When an RSS item has no title node the aggregator module uses the description to provide one. It does this by taking the first 40 chars of the description and truncating that to a whole word boundary.
BUG:
However if the description is less than 40 characters in size the code used will always strip the last word from the title! This causes feeds like the audioscrobbler feed to display incomplete stuff!
FIX:
The code responsible is in aggregator.module, in the function aggregator_parse_feed. The line
$title = preg_replace('/^(.*)[^\w;&].*?$/', "\\1", truncate_utf8($item['DESCRIPTION'], 40));
should be replaced with
$title = preg_replace('/^(.*)[^\w;&].*?$/', "\\1", truncate_utf8($item['DESCRIPTION'] . ' ', 40));
| Comment | File | Size | Author |
|---|---|---|---|
| #3 | aggregator_truncate.patch | 719 bytes | cburschka |
Comments
Comment #1
magico commentedComment #2
magico commentedLet's suppose that the description is
"one three five seven nine eleven thirteen fithteen"when we do the truncate to 40 the result would be"one three five seven nine eleven thirtee", but it really is"one three five seven nine eleven".I think that this is the expected behaviour, to avoid truncated titles with partial words.
I'm just confirming this.
Comment #3
cburschkaThat's intended, but it's not what the reporter was complaining about as far as I understand it.

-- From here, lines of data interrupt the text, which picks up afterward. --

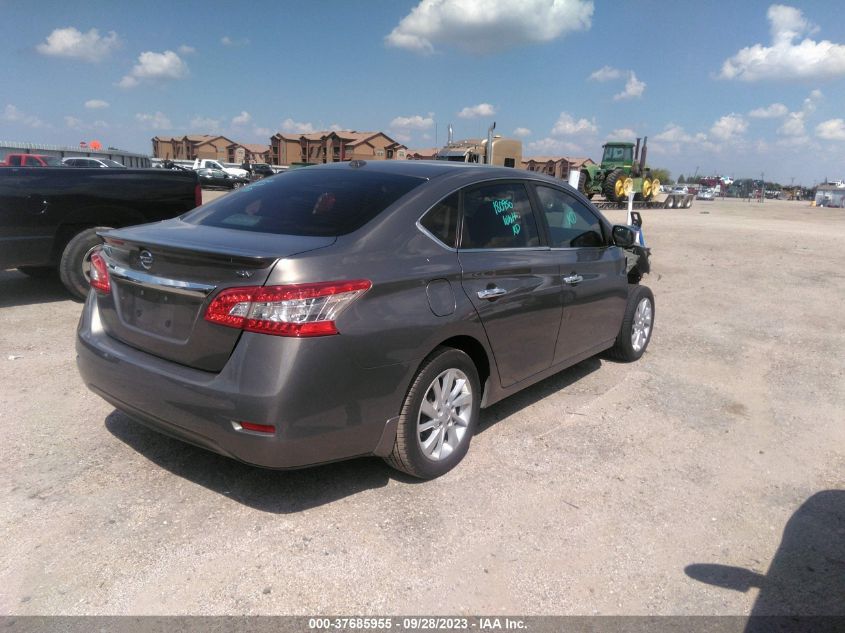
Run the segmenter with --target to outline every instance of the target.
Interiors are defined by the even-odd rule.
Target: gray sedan
[[[103,237],[85,383],[269,468],[377,455],[437,477],[481,407],[600,352],[636,360],[652,333],[632,230],[514,169],[309,167]]]

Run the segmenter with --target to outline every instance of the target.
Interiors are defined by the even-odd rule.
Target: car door
[[[571,193],[536,184],[548,243],[560,264],[563,312],[554,363],[616,338],[628,297],[625,253],[610,245],[603,223]]]
[[[560,270],[541,244],[522,181],[474,186],[461,201],[461,284],[508,387],[552,364],[561,320]]]

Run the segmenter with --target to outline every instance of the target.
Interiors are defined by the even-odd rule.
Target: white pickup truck
[[[210,158],[197,158],[191,169],[194,171],[197,169],[222,169],[232,176],[249,178],[249,172],[246,169],[241,169],[240,167],[224,167],[220,161],[211,160]]]

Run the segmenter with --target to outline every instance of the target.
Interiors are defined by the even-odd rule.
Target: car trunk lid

The issue was about shorter descriptions also losing their last word, even though they're already under 40 characters. This is because the regex simply assumes that the last word is a fragment.
The proposed change appends a space to the description. If the description is longer than 40, this makes no difference; if it is shorter it will cause the regex to avoid removing the last word.
The proposed change still misses these cases: A description that is exactly 40 characters (or where the 40th character is the last letter of a complete word) still gets truncated. Increasing the arbitrary truncation length to 41 sounds like it only shifts the problem by one character, but it actually fixes the behavior of the function so that it works as documented: If it is documented as "using the first 40 characters including only the last whole word", then it needs to truncate to 41 (not 40) and then remove the last word in the string.
Example:
Patch is rolled for 5.x-dev, but succeeds on head as well.
Comment #4
cburschka[...]
Comment #5
cburschkaWow, I own the oldest patch in the queue! Let's see if this still happens in D7.
Comment #6
jhodgdonJust as a note, CJK languages do not use spaces as word boundaries. Also, this should probably use drupal_substr() instead of truncate_utf8(). See
#200185: truncate_utf8() is used as a substring function
Comment #7
jhodgdonSee also
#768040: truncate_utf8() only works for latin languages (and drupal_substr has a bug)
Comment #8
jhodgdonThe fix to #768040: truncate_utf8() only works for latin languages (and drupal_substr has a bug) will fix this issue, without the above patch, so I am marking this issue as a duplicate (feel free to reopen if I am incorrect, but it should). The problem was the same bug in drupal_substr() that was identified in that issue.
Also, the comment in #6 is now wrong. truncate_utf8() is the correct function to use.